Sunday, April 16, 2006

PONTOON BEACH, Ill. (AP) — At first, Charles Luehmann considered the beavers cute, with their whiskers, buckteeth and flat tails. But it wasn’t long before he found nothing endearing about the animals’ dams, ruggedly engineered of hundreds of his trees they methodically toppled.

“I’ve got about 210 acres. About half is timber, and about half the timber is dead,” Mr. Luehmann, 77, said of the furry squatters’ heavy toll on his oaks, persimmons, hickories and walnut trees.

So when the mud-packed blockages — often so sturdy it takes backhoes and blasts to undo them — flooded swaths of his land, a fed-up Mr. Luehmann did what many are doing: He hired a trapper to eliminate the unwanted critters.

As the beaver population rises in Illinois and across the nation, so-called “nuisance” trappers are making a decent dime deploying devices that drown the beavers or snap their necks. Such beaver hunters are clearing anywhere from $30 to more than $200 for each grievance call from vexed landowners.

Though there are no firm numbers, the editor of the National Trappers Association’s official magazine said he thinks the ranks of nuisance trappers has doubled or tripled in the past five years. “It’s a pretty good industry — just open your Yellow Pages,” Tom Krause said.

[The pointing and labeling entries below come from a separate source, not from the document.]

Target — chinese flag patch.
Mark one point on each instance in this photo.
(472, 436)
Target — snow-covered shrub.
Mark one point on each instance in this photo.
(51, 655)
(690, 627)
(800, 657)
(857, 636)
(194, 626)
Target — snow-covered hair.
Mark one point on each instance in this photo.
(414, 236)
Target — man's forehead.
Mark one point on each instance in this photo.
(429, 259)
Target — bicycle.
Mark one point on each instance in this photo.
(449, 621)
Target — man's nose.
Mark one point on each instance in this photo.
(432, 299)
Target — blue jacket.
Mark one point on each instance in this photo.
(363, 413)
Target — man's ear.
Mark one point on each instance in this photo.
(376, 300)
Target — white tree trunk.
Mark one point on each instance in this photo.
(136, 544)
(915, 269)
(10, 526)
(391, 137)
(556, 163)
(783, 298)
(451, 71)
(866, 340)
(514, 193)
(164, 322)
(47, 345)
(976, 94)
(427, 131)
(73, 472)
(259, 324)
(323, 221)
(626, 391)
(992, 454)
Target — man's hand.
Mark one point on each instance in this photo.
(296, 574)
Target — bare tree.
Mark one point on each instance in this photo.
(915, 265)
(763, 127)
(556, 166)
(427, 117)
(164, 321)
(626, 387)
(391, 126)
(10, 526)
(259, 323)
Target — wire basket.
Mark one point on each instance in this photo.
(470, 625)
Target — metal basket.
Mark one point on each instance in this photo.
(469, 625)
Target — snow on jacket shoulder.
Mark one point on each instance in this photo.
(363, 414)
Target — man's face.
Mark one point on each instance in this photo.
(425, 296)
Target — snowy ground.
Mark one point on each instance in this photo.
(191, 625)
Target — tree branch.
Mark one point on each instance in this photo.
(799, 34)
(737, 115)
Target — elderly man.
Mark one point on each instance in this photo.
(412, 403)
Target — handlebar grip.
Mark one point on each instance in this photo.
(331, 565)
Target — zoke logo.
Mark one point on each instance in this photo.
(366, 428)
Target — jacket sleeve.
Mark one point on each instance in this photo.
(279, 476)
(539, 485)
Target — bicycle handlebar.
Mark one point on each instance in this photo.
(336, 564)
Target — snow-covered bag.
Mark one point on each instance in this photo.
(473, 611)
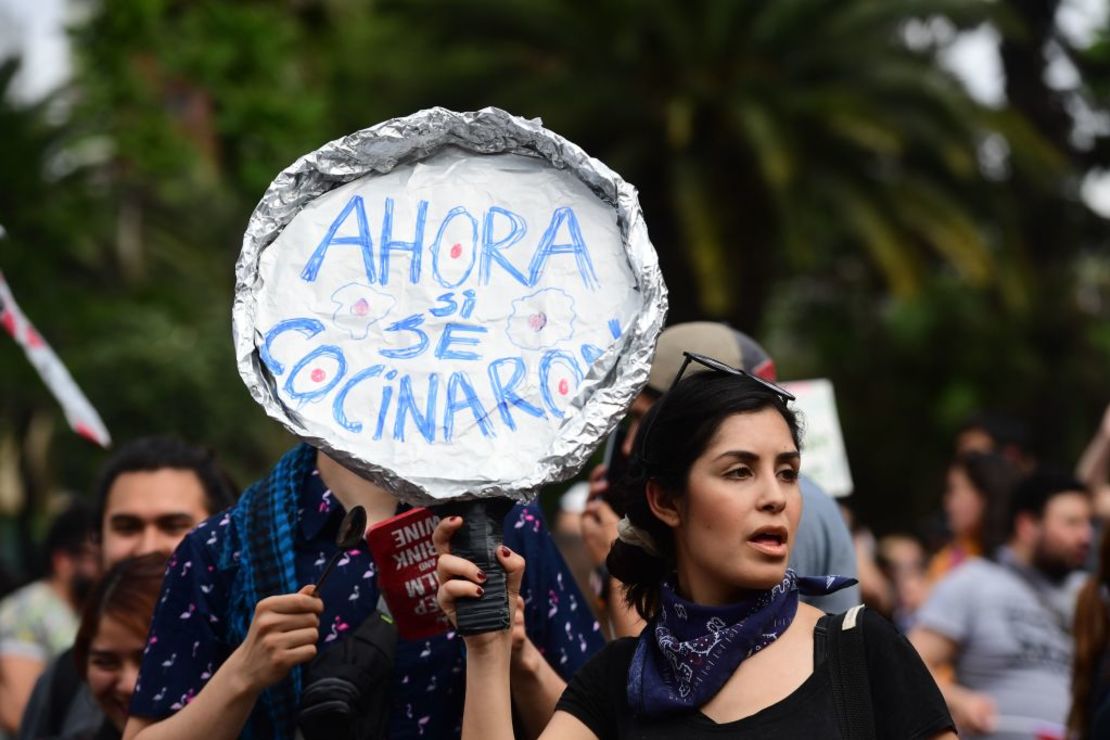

During Illinois’ legal trapping season, the harvest can fluctuate with fur prices. But the paltry price for a pelt these days — generally about $10 — isn’t worth the effort of harvesting it to many trappers, who often must slog with traps and lures through mud up to their knees and water up to the chest, then lug out a beaver that can weigh up to 60 pounds for a pelt that can take hours to render.

“The work that’s involved is incredible,” said Ken Staley, a Maryville man who with his 15-year-old son, Nick, recently earned $3,000 from Illinois’ Madison County and a township to remove nuisance beavers at $30 a head.

Because those beavers were taken during the hunting season, Mr. Staley, 49, owner of a window-coverings business by day, kept about 30 to 40 of the larger pelts and plans to have them tanned. He sold many of the rest, averaging about $11 apiece. Beaver meat is edible, said to taste a bit like roast beef. The sweet-smelling contents of the animal’s castor sacks are used in making high-end perfumes, and their liver is good catfish bait.

But beavers killed as nuisances outside of Illinois’ hunting season are of no value to the trappers, who by law must incinerate or bury the carcasses.

“If I could do it for a living, I would,” said Gary Thompson, a full-time Illinois farmer who has supplemented his income with a wildlife nuisance-control service for about 10 years.